Talking to the postman (mailman) one day I was thrilled to learn that Ian McEwan (a favorite author of mine) was going to give a rare reading of his work at the village hall later in the week.  What a treat! and how unexpected!!  The  tiny hall was packed with 50 or so locals and summer visitors. Ian read from the book he is working on right now – beautifully – a wonderful reader.  The book is about global warming and he has done an amazing amount of research, spending a year or more on a ship in polar ice (I’m sorry I’ve forgotten which pole!).   He answered loads of questions  about his research,  writing experiences, filming experiences, many anecdotes etc.  Despite admitting to being “very dark”, he can be really funny.  He stated that he was definitely getting warmer as he got older – but maybe that’s because of the climate!     It was interesting that his creative process in writing a book is not dissimilar to that of creating a visual piece in that he would determine a main theme, secondary points of interest, ways into the story, balance, scale and harmony and contrast – all the important things for visual composition.  

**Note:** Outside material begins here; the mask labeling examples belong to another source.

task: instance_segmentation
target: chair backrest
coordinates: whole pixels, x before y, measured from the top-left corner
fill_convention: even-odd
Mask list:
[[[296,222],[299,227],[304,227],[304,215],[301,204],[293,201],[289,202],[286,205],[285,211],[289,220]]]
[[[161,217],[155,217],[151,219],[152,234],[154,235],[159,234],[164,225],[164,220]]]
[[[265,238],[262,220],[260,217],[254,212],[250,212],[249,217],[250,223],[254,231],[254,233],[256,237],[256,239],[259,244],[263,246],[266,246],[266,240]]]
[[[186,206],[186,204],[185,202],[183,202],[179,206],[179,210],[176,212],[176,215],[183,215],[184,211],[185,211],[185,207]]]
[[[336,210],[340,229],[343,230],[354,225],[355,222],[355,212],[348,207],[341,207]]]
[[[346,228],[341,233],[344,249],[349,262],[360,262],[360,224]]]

And now…to get back into the Discipline of Studio Routine – but with such inspiration and expanded vision…
If you have been, thanks for reading!!  I’ll put up more pictures, and talk about the trip to the Patchwork Museum in York in a day or two.

Elizabeth

6 comments:

Jackie said...

Welcome home! I so envy your trip!

Gerrie said...

Western Scotland. We did a hiking trip there a few years ago, in May. the Isle of Mull and Iona were favorite places. I developed a love of Oban single malt while there.

Deb said...

based on this one post, I may not have come back. you've been missed.

Sue Reno said...

Wonderful scenery, thanks for posting.

Jackie said...

I understand your frustration and quest to capture beauty on a larger scale. Not surprisingly, I think you're right on track with the concept of simplification. Zeroing in on details is one option, but sometimes I'd like to capture the macro-view! Your questioning comes in there, doesn't it--what is it about this scene that catches my fancy? Scotland often has such simple lines but the depth is more difficult to render. Great photos.

Olga said...

Glad you had a good time on your trip. Lovely that you had the luck to run into Ian McEwan in Knoydart of all places - not exactly Oxford Circus! He was in the Arctic with a Cape Farewell expedition: http://www.capefarewell.com/art/artists/ian-mcewan.html

I must say I'm very much looking forward to his new novel.